The official line of the Bush administration has been that environmental regulation of the past has been extreme and we need to be more moderate. Their environmental regulatory philosophy was encapsulated by their Director of Regulatory Affairs, John D. Graham,

There are two major perils associated with an extreme approach to precaution. One is that technological innovation will be stifled, and we all recognize that innovation has played a major role in economic progress throughout the world. A second peril, more subtle, is that public health and the environment would be harmed as the energies of regulators and the regulated community would be diverted from known or plausible hazards to speculative and ill-founded ones. For these reasons, please do not be surprised if the US government continues to take a precautionary approach to calls for adoption of a universal precautionary principle in regulatory policy.

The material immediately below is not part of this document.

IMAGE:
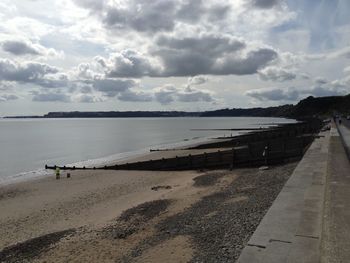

That is, pollution brings about economic progress and regulating polluters is sometimes detrimental to health. If that seems an unfair synopsis, check this:

Graham is the guy who says how and what environmental laws are enforced by the Bush administration. That's really all you need to know about Bush and the environment. (I imagine pro-lifers are overjoyed that the Bush doen't just protect unborn babies, but goes the extra mile by ensuring they are protected after birth by sufficient amounts of smog and dioxin.)

Of all the candidates in the Democratic primary, John Kerry had the highest lifetime rating from the League of Conservation Voters. That might be all you need to know about Kerry and the environment. If not, the Sierra Club has a few things to say about Kerry and environmental issues. The League of Conservation Voters' Environmental Victory Project has already knocked on half a million doors in five swing states and offers a comparision of Bush and Kerry on the environment.

It seems to me that if swing voters are unsure of their vote - wondering if they're being impatient for the tax cuts to work, confused about Iraq, befuddled about national security, perplexed about healthcare, not too concerned about the abortion issue either way - it may come down to latching on to an issue on which they see a clear distinction. The natural environment is quite rightly and easily linked to other issues: healthcare, national security and the long-term economy.

The Bush campaign knows they're vulnerable on this issue and has used the only weapon available to them: toxic sludge.